For the multivariate model, the PLS (Partial Least Squares) regression method was applied, between the matrix
X (33 x 1725) containing the IR spectra and the vector
y (33 x 1) containing the molar ratio of linear peptide. The model was validated using contiguous-block cross validation, with 11 data splits (3 samples per split). The optimal PLS model had 5 latent variables and had quite good figures of merit (
Figure 9b), with an RMSEC = 0.036 and a Root Mean-Square Error of Cross-Validation, RMSECV = 0.050. The model had practically no bias and the coefficients of determination, R
2, for calibration and validation were 0.987 and 0,974, respectively.
Figure 10 shows the fit errors calculated for the calibration standards with the univariate and PLS models. The PLS model displays superior predictive capabilities in comparison to the univariate model. This is clearly observed in
Figure 10a, which shows that the fit errors of the univariate model are higher than those of the PLS model. The fit errors of the PLS model were less than 0.07 (with the exception of one sample at n
Lin/n
Tot=1), whereas the univariate model exhibited calibration standards with fit errors reaching up to 0.15.
Figure 10b also demonstrates that the PLS model is more predictive in terms of percentage of fit error.
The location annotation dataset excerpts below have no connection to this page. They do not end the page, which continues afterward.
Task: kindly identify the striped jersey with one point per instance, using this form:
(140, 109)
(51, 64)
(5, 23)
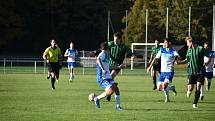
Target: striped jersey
(209, 66)
(117, 53)
(195, 57)
(104, 56)
(71, 54)
(53, 55)
(167, 57)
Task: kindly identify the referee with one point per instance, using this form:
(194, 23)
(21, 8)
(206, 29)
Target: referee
(52, 55)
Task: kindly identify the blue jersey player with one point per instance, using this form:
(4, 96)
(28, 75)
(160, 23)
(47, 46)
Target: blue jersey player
(167, 56)
(71, 55)
(104, 78)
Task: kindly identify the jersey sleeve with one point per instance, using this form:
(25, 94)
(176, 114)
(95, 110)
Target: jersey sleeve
(158, 54)
(176, 54)
(46, 51)
(128, 51)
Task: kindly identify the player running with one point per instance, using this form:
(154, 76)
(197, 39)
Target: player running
(195, 58)
(104, 78)
(156, 65)
(168, 55)
(53, 57)
(71, 55)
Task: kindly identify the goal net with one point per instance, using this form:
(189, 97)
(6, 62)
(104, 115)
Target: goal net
(142, 52)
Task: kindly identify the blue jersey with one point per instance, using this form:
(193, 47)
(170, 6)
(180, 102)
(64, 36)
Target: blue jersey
(104, 56)
(71, 55)
(167, 59)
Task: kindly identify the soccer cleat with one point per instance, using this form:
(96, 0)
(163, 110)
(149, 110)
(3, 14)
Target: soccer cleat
(188, 93)
(48, 76)
(167, 100)
(202, 98)
(108, 98)
(119, 108)
(195, 106)
(174, 92)
(97, 102)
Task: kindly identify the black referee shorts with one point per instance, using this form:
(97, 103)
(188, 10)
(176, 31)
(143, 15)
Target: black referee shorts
(53, 67)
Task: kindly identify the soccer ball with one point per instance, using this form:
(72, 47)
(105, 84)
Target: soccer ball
(91, 96)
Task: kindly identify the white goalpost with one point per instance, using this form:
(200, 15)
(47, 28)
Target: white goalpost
(146, 50)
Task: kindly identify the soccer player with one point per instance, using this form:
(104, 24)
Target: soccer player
(156, 65)
(53, 56)
(104, 78)
(71, 55)
(208, 70)
(195, 58)
(168, 55)
(117, 49)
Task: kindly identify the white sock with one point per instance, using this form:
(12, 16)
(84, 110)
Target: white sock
(102, 95)
(166, 93)
(202, 90)
(117, 97)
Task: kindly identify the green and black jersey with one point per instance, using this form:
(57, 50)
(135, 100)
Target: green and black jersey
(154, 53)
(195, 58)
(117, 53)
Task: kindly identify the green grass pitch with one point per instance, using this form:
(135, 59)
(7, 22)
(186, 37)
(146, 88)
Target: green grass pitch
(28, 97)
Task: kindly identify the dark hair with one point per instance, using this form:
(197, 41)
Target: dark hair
(207, 43)
(168, 40)
(104, 46)
(118, 35)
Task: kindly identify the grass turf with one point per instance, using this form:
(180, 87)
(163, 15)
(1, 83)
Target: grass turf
(28, 97)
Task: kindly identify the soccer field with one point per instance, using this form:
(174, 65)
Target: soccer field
(28, 97)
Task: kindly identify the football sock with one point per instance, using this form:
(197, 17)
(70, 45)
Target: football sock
(52, 82)
(202, 90)
(166, 93)
(154, 81)
(102, 95)
(197, 95)
(117, 97)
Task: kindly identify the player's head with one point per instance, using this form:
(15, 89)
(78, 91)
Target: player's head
(168, 43)
(157, 43)
(71, 45)
(53, 43)
(206, 45)
(117, 38)
(104, 46)
(190, 41)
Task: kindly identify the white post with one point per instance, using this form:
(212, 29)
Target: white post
(146, 37)
(189, 20)
(108, 34)
(4, 65)
(35, 67)
(83, 62)
(44, 67)
(167, 22)
(213, 34)
(126, 25)
(11, 65)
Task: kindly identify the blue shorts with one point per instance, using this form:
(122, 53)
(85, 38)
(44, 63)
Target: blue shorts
(71, 65)
(166, 77)
(106, 83)
(209, 75)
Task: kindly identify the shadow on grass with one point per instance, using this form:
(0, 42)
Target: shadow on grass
(174, 110)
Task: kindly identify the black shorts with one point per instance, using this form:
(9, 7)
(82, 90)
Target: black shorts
(157, 67)
(53, 67)
(117, 70)
(193, 79)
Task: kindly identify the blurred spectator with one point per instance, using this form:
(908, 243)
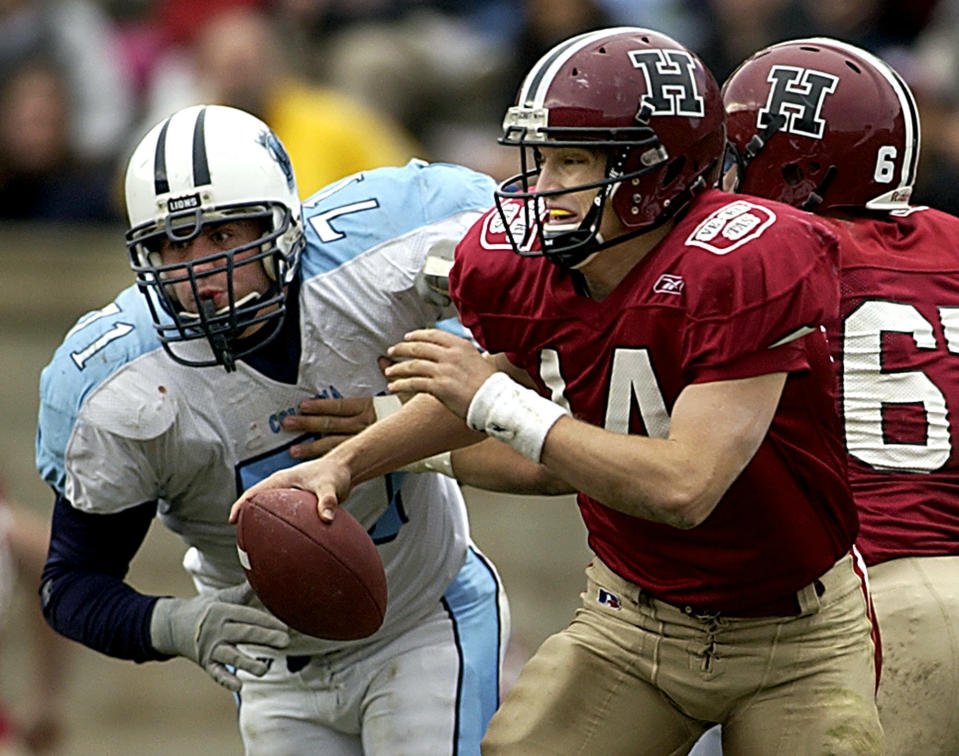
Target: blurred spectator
(34, 724)
(236, 58)
(42, 174)
(932, 74)
(78, 37)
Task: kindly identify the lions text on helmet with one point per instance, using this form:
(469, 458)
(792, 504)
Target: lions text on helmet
(213, 240)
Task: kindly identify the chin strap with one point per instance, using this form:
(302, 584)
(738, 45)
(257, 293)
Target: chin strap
(217, 339)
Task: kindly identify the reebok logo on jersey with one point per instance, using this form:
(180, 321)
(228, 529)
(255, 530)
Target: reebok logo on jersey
(669, 284)
(609, 599)
(731, 227)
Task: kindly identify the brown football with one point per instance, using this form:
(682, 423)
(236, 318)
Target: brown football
(322, 579)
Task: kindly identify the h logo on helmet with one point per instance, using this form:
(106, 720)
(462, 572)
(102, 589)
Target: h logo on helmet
(670, 83)
(796, 97)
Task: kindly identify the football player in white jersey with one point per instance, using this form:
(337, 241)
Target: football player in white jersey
(170, 401)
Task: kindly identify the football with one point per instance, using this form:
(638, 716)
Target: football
(322, 579)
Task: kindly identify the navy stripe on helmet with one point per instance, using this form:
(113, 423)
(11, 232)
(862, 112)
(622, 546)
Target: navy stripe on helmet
(201, 169)
(160, 183)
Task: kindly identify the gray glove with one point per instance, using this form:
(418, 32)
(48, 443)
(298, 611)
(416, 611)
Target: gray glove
(207, 629)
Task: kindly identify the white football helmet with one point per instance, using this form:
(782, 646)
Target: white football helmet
(205, 164)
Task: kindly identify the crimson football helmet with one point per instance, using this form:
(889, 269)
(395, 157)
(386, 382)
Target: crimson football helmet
(636, 94)
(207, 164)
(818, 123)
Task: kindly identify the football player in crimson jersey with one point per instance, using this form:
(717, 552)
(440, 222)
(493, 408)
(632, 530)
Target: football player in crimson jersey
(829, 127)
(655, 345)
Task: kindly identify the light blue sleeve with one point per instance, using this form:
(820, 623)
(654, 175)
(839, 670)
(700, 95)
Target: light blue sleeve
(99, 344)
(365, 210)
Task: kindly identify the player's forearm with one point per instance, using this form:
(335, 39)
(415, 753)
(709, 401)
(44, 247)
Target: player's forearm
(654, 479)
(82, 592)
(100, 612)
(496, 467)
(421, 428)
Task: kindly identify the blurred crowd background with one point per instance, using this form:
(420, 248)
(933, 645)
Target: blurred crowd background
(351, 84)
(347, 85)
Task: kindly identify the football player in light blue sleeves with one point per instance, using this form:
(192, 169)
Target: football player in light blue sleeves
(170, 401)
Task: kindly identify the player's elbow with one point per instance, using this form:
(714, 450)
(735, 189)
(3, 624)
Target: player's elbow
(686, 504)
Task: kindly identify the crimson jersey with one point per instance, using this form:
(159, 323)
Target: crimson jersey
(897, 346)
(739, 288)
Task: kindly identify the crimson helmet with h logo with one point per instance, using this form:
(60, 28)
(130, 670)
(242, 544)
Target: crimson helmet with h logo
(208, 164)
(819, 124)
(637, 94)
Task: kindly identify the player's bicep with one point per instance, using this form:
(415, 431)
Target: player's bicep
(722, 423)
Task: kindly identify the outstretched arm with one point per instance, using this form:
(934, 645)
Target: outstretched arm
(421, 428)
(715, 429)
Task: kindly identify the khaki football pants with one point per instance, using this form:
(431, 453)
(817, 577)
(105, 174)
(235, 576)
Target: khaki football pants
(636, 676)
(917, 603)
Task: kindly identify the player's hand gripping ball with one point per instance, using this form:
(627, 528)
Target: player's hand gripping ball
(322, 579)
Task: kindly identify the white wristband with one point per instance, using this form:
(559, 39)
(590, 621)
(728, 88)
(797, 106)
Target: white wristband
(515, 415)
(441, 463)
(384, 406)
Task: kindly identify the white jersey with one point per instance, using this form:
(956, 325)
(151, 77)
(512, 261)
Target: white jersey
(121, 423)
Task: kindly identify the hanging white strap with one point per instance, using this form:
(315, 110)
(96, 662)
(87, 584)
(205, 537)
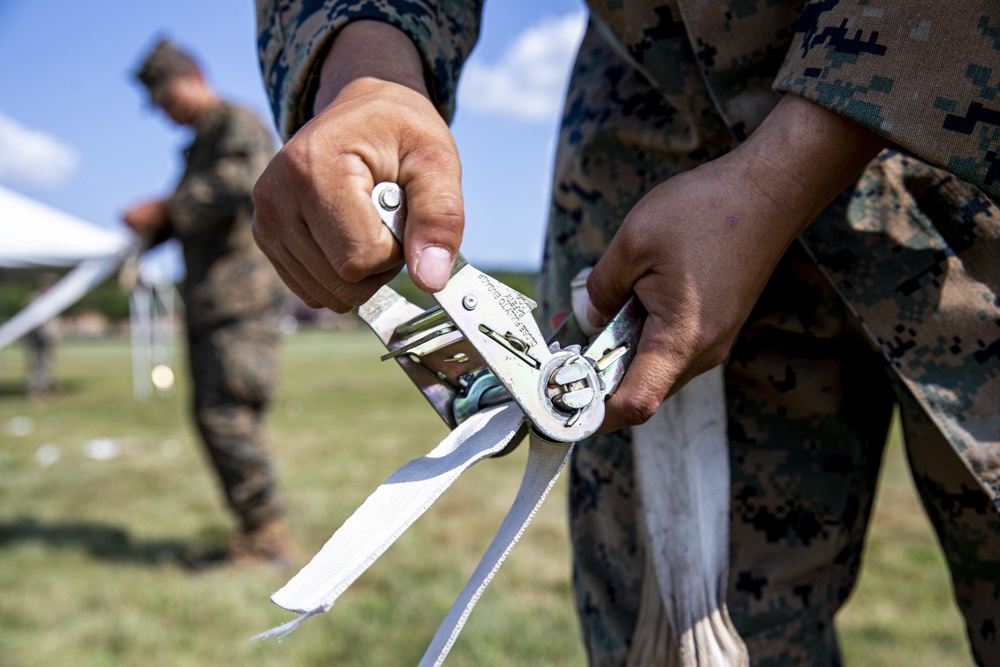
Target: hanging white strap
(388, 512)
(682, 467)
(545, 462)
For the PLS model, the percentage of fit error of the calibration samples is less than 20%, with the exception of the samples with molar ratios of linear peptide less than 0.15. This is not the case for the univariate model, which shows that almost all the calibration samples are predicted with higher percentages of fit error.
The RMSEC of the univariate model was of 0.062, while the RMSEC of the PLS model was of 0.036. This confirms that the PLS model is more predictive than the univariate model. As for ER MS, the intermediate precision was calculated as the pooled variance of all the three replicates measured for each calibration standard.[
44] The intermediate precision (expressed as standard deviation) was 5.06·10
-2 for the univariate model and 2.63·10
-2 for the PLS model. This shows that precision is clearly improved when the entire IR spectra is used to calculate the molar ratio of linear peptides. The limit of detection of the univariate model (calculated with Eq. 3) was of 0.21. The limit of detection of the multivariate model was calculated as 3.3·RMSEC, which corresponds in multivariate calibration to the equivalent expression of Eq. 3. The limit of detection was 0.12, which is considerably lower than that of the univariate calibration. The PLS model demonstrates superior performance in terms of limit of detection, RMSEC and intermediate precision. It is therefore preferable to consider the full IR spectrum rather than focusing on the specific peak of the linear peptide.